Multi-factor authentication using SMS is the least secure

noruse · April 23, 2021, 6:20pm

Hello.

When are we getting the option to use an authenticator app or a physical security key for the MFA?
The SMS option are still the least secure way of MFA out there.

SMS are not encrypted
SMS codes are vulnerable to phishing
You are in need of a phone service, which can down or out of reach.
SMS will most likely not get any more secure .

I see peoples have been asking this question a while now, but not much have been done as far as I can see/ find info about.
So for a company who are in the security business it dont give a very good commercial value I think.
Please get some of your tech guys on this and come up with a safer solution.

regards Rune

estmatic · February 12, 2021, 11:54pm

Case in point, the issue on Jan 23 where T-Mobile users couldn’t receive the 2FA token for 7 hours.

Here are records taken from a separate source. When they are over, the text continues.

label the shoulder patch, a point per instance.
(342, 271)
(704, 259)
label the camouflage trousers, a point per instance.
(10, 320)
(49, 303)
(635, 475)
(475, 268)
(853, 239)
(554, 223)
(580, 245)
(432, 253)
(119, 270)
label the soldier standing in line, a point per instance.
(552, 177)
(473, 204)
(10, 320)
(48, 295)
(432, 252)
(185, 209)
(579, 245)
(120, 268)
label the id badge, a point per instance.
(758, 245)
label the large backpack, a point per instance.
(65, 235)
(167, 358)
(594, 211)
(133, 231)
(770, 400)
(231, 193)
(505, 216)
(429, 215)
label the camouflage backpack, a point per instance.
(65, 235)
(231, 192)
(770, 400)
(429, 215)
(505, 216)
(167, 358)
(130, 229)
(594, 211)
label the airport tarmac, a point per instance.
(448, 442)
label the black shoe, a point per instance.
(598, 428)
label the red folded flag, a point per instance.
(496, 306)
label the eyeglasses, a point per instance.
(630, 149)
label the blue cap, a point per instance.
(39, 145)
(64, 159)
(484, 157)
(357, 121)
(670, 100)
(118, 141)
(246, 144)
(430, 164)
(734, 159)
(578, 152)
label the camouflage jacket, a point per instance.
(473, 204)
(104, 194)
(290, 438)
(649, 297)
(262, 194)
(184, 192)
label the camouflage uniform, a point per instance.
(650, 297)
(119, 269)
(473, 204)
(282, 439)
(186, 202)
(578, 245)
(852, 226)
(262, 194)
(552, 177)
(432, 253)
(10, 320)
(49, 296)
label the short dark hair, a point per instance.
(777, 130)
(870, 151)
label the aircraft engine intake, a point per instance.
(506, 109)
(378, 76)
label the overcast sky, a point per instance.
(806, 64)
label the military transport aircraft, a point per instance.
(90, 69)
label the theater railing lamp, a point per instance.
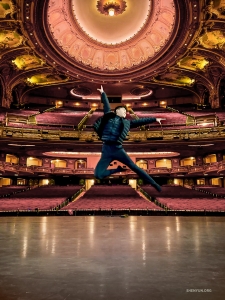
(111, 8)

Tom_Ring · February 15, 2021, 3:50pm

Thank you for your feedback, @noruse. At Ring we value your security and your safety. While 2SV cannot be turned off, you can pick between text message or email verification codes, whichever is easier for you. In addition, we allow for a Remember Me option from the browser when using Ring.com, and if you are logged into your Ring app on your phone and open the app at least once every 30 days, it should keep you logged in. Check out our Community post about account security for more information. As we always value our neighbors’ feedback, I will ensure that this experience and your feedback is passed onto the appropriate teams here. Thank you, neighbor!

danyg · July 30, 2021, 8:02pm

Except the email option is now being taken away.

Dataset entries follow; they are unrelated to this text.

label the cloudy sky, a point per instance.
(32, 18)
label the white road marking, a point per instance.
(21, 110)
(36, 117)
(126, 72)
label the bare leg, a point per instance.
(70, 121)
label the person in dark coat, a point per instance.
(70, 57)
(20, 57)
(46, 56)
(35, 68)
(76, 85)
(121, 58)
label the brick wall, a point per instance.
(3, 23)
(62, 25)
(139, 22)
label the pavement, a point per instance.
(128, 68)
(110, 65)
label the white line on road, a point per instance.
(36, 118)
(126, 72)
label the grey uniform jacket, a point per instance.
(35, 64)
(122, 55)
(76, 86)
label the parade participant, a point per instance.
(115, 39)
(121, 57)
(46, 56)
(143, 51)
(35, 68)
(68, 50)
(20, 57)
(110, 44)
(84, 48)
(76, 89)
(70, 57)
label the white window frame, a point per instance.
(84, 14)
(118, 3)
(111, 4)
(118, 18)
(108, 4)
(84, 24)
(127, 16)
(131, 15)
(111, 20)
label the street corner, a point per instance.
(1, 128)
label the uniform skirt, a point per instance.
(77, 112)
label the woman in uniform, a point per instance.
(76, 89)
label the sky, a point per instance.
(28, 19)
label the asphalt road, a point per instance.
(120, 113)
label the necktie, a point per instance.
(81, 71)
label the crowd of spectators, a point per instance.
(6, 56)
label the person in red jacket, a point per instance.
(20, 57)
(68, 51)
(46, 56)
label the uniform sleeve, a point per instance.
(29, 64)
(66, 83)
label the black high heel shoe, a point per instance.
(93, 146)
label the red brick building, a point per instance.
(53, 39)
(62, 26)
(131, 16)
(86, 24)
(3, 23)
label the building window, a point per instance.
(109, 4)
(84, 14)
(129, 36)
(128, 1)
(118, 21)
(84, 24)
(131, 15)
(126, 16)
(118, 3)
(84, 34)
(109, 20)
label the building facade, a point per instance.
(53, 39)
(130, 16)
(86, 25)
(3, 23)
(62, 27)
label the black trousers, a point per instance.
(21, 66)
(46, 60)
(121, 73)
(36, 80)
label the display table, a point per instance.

Leaving SMS as the only option is a joke and clear data grab by Ring/Amazon. Even Facebook came around to adding an authenticator app as an option. If Ring is truly concerned about security they’d do the same.

As the OP said, SMS is the least secure way to do 2FA.

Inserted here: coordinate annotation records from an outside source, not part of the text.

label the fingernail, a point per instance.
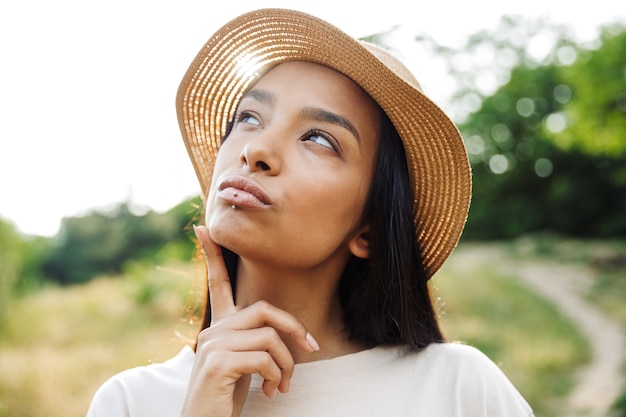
(312, 342)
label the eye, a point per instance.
(320, 139)
(247, 117)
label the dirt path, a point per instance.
(601, 380)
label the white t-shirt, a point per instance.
(447, 380)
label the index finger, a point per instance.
(220, 290)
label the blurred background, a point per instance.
(97, 196)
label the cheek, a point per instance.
(333, 206)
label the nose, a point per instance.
(261, 155)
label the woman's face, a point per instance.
(291, 179)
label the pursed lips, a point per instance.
(243, 192)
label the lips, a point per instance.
(243, 192)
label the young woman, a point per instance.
(339, 189)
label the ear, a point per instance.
(359, 244)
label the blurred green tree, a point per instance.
(544, 120)
(102, 242)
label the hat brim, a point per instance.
(248, 46)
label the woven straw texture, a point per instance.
(248, 46)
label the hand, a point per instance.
(239, 342)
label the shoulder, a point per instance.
(139, 391)
(471, 380)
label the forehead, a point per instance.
(306, 82)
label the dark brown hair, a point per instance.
(385, 298)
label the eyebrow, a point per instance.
(321, 115)
(262, 96)
(309, 113)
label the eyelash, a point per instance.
(241, 115)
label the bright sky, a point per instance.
(87, 89)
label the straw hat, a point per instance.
(248, 46)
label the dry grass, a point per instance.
(59, 345)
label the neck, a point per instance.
(311, 296)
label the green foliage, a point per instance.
(597, 112)
(10, 263)
(548, 148)
(101, 243)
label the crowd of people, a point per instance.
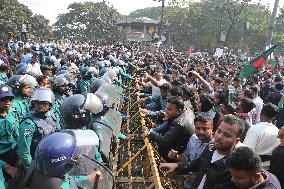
(212, 127)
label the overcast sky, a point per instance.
(51, 8)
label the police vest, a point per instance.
(44, 127)
(45, 182)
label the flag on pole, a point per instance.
(155, 38)
(154, 50)
(256, 63)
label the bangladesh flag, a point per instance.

onstar · July 30, 2021, 9:37pm

Ring won’t even send my wife a verification code via email because she hasn’t logged in for nearly 1 year. They want to do a device verification or a utility bill verification. WTF? We moved and are setting up a new house, and my wife cannot log into her account unless she has access to the old device at the old house (we have no access to that) or unless we provide a utility bill from the old house (we also don’t have this b/c we were living with family and all utility were under their names).

Someone really dropped the ball on the authentication process.

Marley_Ring · August 12, 2021, 6:36pm

Hey neighbors. Over the past year we have been making various efforts to ensure our neighbor’s safety when using their Ring products and services. In an effort to stay in line with industry’s best practices, Ring is phasing out email as a method of account verification as a part of Two-Step Verification, and the options that neighbors have now to log in are the SMS or an Authenticator App. If you are unable to use SMS verification, we recommend using an Authenticator App, which can be installed on a mobile device, PC, or laptop.